When Rick suggests they pair up for an all-night search for Justin’s killer and Erat, it’s telling that he goes with Carol and Daryl partners with Maggie. (I overlooked a rather major development last week: Carol’s Totally Awkward Engagement. In past seasons, I’d think their union means certain death for one or both of them. Now, though, it’s more likely that they’ll end up as the show’s “It Couple,” since we know Rick and Michonne won’t be a thing for long.) When Carol gets ambushed by Jed, the Boss Lady has something up her sleeve — specifically, a knife. Instead of killing this lowlife and his lumberjack bro, Rick and Carol show mercy.

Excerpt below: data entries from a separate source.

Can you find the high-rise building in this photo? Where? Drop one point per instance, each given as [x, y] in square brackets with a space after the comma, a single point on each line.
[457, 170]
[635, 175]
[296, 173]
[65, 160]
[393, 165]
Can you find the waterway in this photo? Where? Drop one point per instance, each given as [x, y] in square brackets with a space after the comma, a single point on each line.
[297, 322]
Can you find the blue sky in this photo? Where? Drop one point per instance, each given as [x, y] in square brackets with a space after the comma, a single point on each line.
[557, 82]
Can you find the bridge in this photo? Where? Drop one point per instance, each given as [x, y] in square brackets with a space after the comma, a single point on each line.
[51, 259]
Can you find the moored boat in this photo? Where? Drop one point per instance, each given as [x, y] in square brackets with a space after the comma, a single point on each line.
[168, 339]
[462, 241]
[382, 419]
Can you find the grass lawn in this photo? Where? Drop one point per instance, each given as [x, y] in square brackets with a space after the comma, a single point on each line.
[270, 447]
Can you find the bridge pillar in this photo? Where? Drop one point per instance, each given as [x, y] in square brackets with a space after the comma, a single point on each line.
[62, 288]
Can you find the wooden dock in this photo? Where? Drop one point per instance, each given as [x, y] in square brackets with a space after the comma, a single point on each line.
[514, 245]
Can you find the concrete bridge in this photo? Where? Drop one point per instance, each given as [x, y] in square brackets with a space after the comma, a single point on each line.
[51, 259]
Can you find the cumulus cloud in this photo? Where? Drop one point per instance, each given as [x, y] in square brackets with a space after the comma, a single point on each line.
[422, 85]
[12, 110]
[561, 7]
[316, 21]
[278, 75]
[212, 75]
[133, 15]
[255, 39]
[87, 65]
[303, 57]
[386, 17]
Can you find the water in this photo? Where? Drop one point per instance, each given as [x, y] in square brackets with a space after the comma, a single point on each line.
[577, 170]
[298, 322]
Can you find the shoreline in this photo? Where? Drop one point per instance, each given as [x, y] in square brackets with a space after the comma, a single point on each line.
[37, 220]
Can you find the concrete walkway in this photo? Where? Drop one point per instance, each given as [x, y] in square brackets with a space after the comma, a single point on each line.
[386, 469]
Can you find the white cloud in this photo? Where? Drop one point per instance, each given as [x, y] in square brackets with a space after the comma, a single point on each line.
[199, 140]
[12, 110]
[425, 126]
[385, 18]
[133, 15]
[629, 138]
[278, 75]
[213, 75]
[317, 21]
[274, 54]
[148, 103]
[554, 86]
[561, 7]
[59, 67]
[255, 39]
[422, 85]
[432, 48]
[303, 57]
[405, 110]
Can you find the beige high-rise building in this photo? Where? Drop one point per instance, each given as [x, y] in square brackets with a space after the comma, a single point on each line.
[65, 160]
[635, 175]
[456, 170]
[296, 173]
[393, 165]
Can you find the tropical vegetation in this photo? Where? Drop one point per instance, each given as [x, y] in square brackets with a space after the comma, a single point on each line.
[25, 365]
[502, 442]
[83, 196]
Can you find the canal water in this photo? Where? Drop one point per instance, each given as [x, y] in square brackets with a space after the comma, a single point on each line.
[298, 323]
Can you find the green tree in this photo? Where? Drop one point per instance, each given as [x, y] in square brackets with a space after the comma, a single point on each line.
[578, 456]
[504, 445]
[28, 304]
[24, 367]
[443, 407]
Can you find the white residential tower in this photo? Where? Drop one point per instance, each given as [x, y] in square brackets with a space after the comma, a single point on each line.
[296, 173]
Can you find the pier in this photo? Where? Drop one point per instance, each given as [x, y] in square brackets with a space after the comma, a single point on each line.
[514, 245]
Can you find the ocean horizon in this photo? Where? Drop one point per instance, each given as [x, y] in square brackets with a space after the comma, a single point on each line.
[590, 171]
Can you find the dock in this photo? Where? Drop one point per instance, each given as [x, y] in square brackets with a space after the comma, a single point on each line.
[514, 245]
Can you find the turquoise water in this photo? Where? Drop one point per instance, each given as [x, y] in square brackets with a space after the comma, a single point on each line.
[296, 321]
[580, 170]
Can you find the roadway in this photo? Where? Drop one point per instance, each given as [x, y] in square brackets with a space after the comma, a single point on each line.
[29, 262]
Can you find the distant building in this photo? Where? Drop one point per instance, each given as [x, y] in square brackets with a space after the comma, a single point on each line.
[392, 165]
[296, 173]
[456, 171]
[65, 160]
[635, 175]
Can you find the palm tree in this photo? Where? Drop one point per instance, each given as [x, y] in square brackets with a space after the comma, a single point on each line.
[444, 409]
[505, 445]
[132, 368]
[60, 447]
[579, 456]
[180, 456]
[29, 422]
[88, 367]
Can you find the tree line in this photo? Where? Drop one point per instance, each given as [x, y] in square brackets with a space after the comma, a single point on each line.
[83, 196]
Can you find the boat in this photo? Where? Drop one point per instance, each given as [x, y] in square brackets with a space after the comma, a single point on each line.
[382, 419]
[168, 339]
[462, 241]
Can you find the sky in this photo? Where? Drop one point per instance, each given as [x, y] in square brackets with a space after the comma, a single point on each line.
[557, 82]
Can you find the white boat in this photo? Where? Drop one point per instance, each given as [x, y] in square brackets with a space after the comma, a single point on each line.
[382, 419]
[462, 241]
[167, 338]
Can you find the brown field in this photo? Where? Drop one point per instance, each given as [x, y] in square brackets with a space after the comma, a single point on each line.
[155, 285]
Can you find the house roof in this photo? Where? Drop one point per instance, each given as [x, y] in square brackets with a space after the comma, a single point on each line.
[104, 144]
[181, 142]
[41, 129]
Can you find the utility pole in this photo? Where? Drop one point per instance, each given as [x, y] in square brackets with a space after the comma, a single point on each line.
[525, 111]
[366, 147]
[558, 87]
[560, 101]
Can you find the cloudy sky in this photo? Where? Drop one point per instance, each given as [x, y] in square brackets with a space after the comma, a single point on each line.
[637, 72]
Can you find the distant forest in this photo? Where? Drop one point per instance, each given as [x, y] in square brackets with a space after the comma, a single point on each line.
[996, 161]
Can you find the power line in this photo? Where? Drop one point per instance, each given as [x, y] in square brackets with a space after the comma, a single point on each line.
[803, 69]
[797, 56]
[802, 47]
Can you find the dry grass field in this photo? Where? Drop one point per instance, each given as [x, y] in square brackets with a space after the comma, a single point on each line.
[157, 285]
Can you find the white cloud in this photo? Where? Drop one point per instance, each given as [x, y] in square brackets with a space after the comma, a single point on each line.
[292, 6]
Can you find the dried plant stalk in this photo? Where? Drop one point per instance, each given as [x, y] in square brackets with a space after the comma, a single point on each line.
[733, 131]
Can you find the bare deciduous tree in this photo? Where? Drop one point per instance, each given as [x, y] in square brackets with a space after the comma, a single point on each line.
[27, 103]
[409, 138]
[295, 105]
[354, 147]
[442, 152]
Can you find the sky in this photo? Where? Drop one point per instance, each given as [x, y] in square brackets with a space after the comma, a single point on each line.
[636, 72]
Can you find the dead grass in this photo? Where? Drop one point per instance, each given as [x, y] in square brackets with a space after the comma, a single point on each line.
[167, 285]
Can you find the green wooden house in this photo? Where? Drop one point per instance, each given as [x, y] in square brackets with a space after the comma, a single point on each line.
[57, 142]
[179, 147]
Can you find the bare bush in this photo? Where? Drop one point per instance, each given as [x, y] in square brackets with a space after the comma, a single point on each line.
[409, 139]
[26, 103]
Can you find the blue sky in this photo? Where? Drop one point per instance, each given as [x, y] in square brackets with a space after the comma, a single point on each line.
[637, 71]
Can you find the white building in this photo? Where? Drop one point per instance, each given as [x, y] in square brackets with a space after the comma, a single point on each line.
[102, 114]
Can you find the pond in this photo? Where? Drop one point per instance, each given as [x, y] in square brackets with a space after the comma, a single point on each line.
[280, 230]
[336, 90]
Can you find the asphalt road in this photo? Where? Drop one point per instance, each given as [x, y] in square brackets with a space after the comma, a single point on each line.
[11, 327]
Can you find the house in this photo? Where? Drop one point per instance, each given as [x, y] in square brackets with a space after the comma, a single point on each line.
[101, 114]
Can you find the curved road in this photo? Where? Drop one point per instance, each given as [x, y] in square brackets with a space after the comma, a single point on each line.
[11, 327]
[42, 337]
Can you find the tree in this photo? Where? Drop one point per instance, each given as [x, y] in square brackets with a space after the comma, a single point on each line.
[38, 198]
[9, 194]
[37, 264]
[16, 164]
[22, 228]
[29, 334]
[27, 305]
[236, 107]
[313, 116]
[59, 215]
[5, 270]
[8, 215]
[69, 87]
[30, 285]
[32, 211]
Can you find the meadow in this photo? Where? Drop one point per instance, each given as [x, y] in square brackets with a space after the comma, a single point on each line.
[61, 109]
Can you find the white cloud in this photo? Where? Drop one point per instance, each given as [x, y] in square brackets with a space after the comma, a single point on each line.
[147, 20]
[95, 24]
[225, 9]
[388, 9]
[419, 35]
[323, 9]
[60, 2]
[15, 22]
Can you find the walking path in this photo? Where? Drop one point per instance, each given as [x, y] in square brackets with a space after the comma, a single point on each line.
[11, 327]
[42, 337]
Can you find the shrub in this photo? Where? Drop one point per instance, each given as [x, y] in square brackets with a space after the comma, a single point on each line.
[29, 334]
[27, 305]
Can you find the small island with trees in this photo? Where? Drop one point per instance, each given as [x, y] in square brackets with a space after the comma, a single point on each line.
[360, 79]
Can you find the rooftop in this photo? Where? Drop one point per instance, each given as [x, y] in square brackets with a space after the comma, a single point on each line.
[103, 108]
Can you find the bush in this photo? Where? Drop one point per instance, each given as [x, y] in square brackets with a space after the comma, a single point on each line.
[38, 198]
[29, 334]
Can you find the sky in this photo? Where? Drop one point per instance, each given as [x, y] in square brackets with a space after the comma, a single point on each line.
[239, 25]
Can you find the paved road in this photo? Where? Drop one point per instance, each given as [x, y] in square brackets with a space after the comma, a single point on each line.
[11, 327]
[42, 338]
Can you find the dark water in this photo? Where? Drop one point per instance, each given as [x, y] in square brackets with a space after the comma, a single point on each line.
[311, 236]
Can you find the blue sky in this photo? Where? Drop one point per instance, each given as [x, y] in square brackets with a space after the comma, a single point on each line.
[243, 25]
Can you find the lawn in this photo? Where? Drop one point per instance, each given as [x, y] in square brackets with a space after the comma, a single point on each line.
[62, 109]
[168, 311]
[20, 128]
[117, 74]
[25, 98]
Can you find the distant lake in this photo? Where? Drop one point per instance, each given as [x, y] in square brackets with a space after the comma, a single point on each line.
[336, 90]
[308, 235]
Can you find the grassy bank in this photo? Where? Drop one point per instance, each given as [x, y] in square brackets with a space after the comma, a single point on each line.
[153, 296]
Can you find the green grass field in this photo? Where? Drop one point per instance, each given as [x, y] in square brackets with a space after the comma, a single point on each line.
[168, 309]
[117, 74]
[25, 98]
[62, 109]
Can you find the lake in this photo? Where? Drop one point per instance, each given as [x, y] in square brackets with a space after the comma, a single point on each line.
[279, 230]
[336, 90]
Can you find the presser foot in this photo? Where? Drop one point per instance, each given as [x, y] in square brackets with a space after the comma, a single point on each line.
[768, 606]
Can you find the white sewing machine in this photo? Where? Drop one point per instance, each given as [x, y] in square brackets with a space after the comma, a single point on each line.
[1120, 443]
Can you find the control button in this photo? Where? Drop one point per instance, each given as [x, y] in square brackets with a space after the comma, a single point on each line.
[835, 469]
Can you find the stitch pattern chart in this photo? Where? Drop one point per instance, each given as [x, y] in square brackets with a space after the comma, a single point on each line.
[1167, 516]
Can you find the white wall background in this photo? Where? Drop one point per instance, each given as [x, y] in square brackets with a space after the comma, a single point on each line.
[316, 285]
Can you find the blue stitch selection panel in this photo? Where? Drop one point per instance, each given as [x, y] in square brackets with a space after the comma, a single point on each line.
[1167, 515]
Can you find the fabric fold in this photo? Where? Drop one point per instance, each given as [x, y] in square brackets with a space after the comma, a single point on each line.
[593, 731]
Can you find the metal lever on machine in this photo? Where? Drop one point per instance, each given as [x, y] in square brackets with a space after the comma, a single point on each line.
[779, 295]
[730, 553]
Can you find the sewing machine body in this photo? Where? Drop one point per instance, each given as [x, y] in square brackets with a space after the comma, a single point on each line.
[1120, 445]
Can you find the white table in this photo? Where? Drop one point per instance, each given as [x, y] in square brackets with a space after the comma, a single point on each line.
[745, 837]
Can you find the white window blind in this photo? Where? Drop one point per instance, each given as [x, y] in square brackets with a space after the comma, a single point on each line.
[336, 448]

Their motto: “Every life counts now.”
Then there’s the discovery that Cyndie, Bea, and the Oceanside gals are the Savior executioners. With Erat on her knees, Cyndie explains they’re standing on the very spot where her little brother was slain by the Saviors. They’ve tried to turn the other cheek, Cyndie says, but Maggie’s brand of frontier justice in dealing with Gregory inspired them to go on a killing spree instead. “Rick’s rules aren’t the only rules,” she explains. “You showed us the way.” Maggie looks horrified by this revelation at first; it’s like there’s a little Michonne on her shoulder saying, “Told ya this would happen!”
This grim scenario gets even darker as Cyndie tells Erat to repeat what she said before she murdered her 11-year-old brother: “No exceptions.” Maggie and Daryl hear that, exchange a knowing glance, then simply walk away. Erat pleads for their help and swears she’s changed. Then Cyndie straight up spears her in the back of the head. That scene was by far the most intense of the season, with long-lasting ramifications that go well beyond the Saviors walking off the job site.
Perhaps as intriguing is the Jadis-Anne subplot and a major reveal. We learn she has a hidden walkie at the junkyard, which she uses to communicate with the pilot of that mysterious helicopter. She also has a deal with him, to deliver what they call either an “A” or a “B,” which is some sort of grading system for people she’s captured and handed over. When Gabe catches her, she tries to convince him to help with “one small part of the deal” so they can fly away to some sort of paradise. All of this raises approximately 5,743 questions — none of which Gabe can ask, because instead of playing along to extract some more info from her, he admits he’s going to run and tell Rick. Jadis-Anne cracks him in the head and says ominously, “And all this time I thought you were a B.” (Make that 5,744!)
Now the fissure among the survivors has become a chasm. Come sunup, with no sign of Erat, the Saviors head home, step on a perfectly good tomato, and give Rick a total F-you look. Meanwhile, Maggie tells Daryl that Cyndie showed her the way — and it’s time to visit Negan. Daryl nods in agreement and the two walk down the road with their fuel and a new direction that seems less free-form jazz and more death metal. That unfinished bridge will soon be the least of Rick’s worries.